Andrew Muncey, CFO of Lorantis, which incubated at Babraham Bioscience Technologies in Cambridge, says that the main advantage of the incubator was that "rent was competitive and definitely more flexible [than] elsewhere. They were prepared to take a fairly short-term commitment, six months or a year's notice. This was much better for us than having to take on a building with a 10- to 15-year lease."

Deirdre Gillespie, CEO of Oxxon Therapeutics, incubated at Oxfordshire BiotechNet, also cites leasing arrangements as the attraction of incubator space. "We simply didn't have the money, and our future wasn't sure enough to sign a three-year lease on the science park," she says. "And the incubator provides a flexible one-stop shop while you're setting up." Lorantis also profited from the use of large equipment that they could buy on time or lease.

For Lionel Milgrom, founder of PhotoBiotics, working with an incubator helped him make a personal transformation. "I ain't no business man," says Milgrom, whose company is a spinoff from Imperial College London. "I'm a scientist and they're turning me into a business man." He describes the experience as "being held by the hand" and says that it has been essential to setting up his business.

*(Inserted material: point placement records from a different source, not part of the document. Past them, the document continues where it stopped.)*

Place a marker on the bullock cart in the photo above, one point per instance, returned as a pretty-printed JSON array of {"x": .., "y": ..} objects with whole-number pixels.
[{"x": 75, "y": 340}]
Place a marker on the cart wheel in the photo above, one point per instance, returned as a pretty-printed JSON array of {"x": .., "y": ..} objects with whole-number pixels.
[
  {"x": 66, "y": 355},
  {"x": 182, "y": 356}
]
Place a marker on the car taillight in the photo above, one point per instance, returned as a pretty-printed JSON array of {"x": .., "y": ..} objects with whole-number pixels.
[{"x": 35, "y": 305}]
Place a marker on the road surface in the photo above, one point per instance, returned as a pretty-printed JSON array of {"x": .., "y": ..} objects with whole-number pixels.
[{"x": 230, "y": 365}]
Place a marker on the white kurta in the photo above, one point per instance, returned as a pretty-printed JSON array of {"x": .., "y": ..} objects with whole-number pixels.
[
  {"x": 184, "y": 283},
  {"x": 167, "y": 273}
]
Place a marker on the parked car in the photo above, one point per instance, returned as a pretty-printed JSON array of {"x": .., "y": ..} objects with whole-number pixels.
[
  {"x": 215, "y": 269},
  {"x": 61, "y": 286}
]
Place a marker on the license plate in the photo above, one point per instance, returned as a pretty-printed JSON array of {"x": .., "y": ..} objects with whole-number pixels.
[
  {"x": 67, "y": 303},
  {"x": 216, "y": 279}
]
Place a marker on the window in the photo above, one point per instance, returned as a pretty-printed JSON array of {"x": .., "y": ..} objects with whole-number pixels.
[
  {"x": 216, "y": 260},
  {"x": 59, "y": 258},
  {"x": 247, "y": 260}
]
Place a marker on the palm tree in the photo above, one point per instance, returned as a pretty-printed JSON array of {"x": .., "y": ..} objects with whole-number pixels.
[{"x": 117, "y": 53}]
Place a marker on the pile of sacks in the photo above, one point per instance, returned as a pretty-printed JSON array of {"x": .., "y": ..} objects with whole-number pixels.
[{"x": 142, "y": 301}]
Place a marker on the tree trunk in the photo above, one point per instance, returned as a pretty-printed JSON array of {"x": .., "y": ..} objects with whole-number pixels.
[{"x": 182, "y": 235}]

Richards would have welcomed a "neat little business mentoring package" from Imperial had it been available when he started out in 1997. His venture capital funding came from Merlin Biosciences; after he secured the package from them he says he was left to "beg, steal, and borrow facilities from Imperial."

THE ART OF SELECTION

A 2002 report by The Brookings Institution examined biotechnology companies throughout the United States.3 The report concluded that these startups do well where there is a strong financial infrastructure and venture capital is plentiful, which is a still unmet goal in Britain, according to financial experts.

But incubators can do more to vet their companies, Powlett Smith says, and ensure that the business models work and the technologies are at least scientifically sound. He says that the Begbroke Science Park's stringent admissions procedure has helped create successful companies such as Oxford Gene Technology and Prolysis.

David Hardman, CEO of the Babraham incubator, also reckons that being picky has meant that all five of the incubator's graduates are still going strong. The incubator's entry policy requires that ventures "be developing technology deriving from the genomics cascade as it relates to human healthcare and pharmaceutical applications," according to its Web site. However, the incubator now plans to take on some higher risk companies, Hardman says.

Alex Pavlou, biotech analyst at Datamonitor, London, says that business experts at incubators can't always know which companies will succeed. "I don't think we can predict how successful an idea is going to be," he says. "Some very good ideas can end up very badly and vice versa. I think we should support everybody who wants to create a company."

Ray Oakey of the Manchester Business School expresses skepticism. "My basic view is that incubators are not all that important," he says, adding that venture capital companies also have to do a better job of vetting companies. "The important thing is to get the funding to the firms that are most deserving of it. The general evidence is that that's not happening."